Invité de l’émission Faram Facce sur la TFM, le journaliste et analyste politique Cheikh Yérim Seck est formel : l’annonce d’Ousmane Sonko concernant la non-participation de Pastef au nouveau gouvernement marque l’ouverture d’un « nouveau cycle politique » pour l’ancien Premier ministre.
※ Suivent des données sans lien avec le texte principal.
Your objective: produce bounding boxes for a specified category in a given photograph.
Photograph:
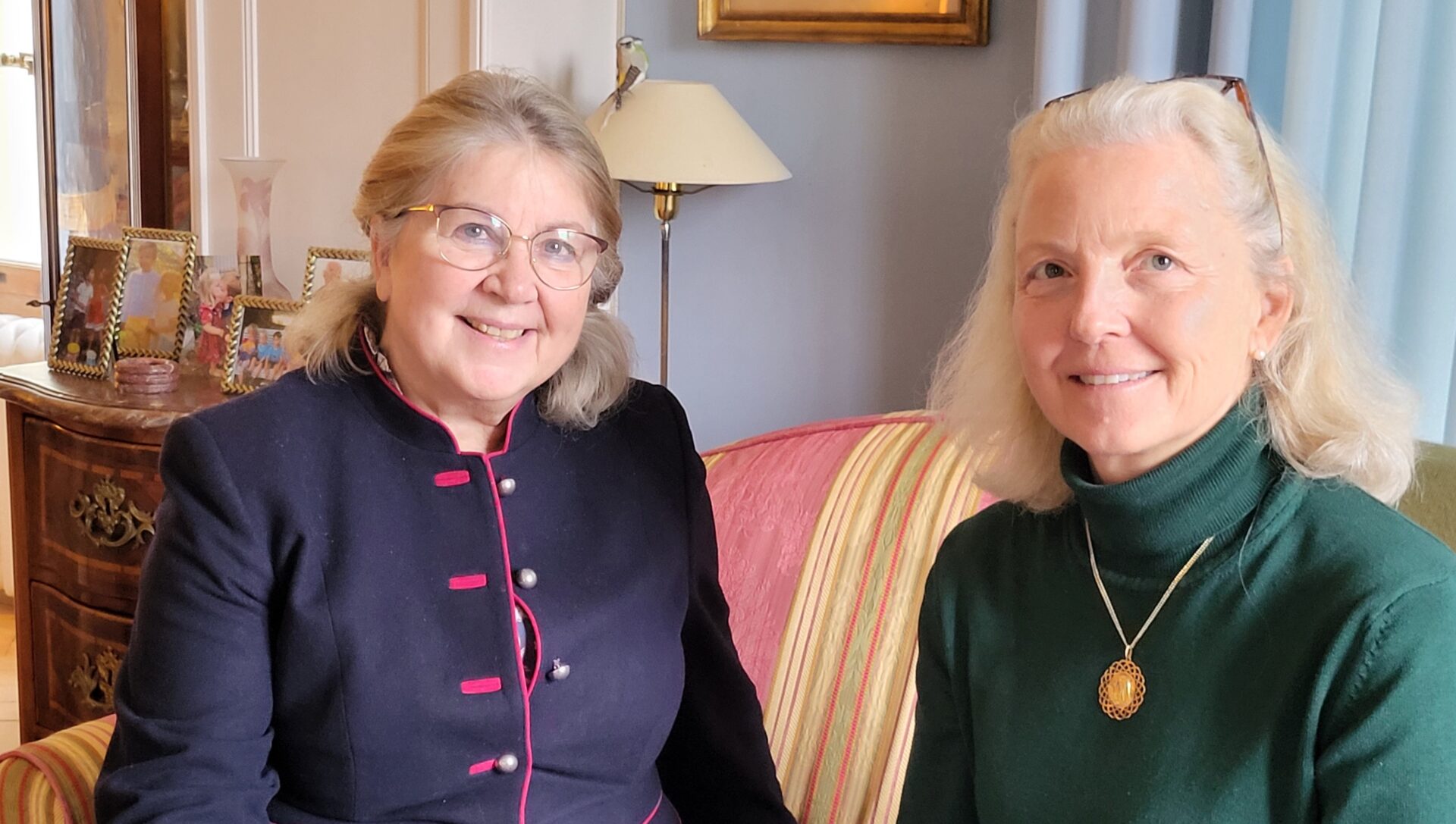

Selon lui, la déclaration médiatique du nouveau président de l’Assemblée nationale, intervenue lundi, s’adressait avant tout à sa propre famille politique. « Hier, Ousmane Sonko a parlé au peuple de Pastef », a-t-il souligné, estimant que le leader des Patriotes mesure pleinement la recomposition politique dans laquelle il évolue désormais.
Cheikh Yérim Seck considère que le chef de Pastef se trouve dans une situation inédite depuis l’arrivée de son camp au pouvoir. « Il sait qu’un nouveau cycle politique s’est ouvert pour lui. Il était au gouvernement, il en est sorti. Par conséquent, il se dirige vers des lendemains incertains », a-t-il affirmé.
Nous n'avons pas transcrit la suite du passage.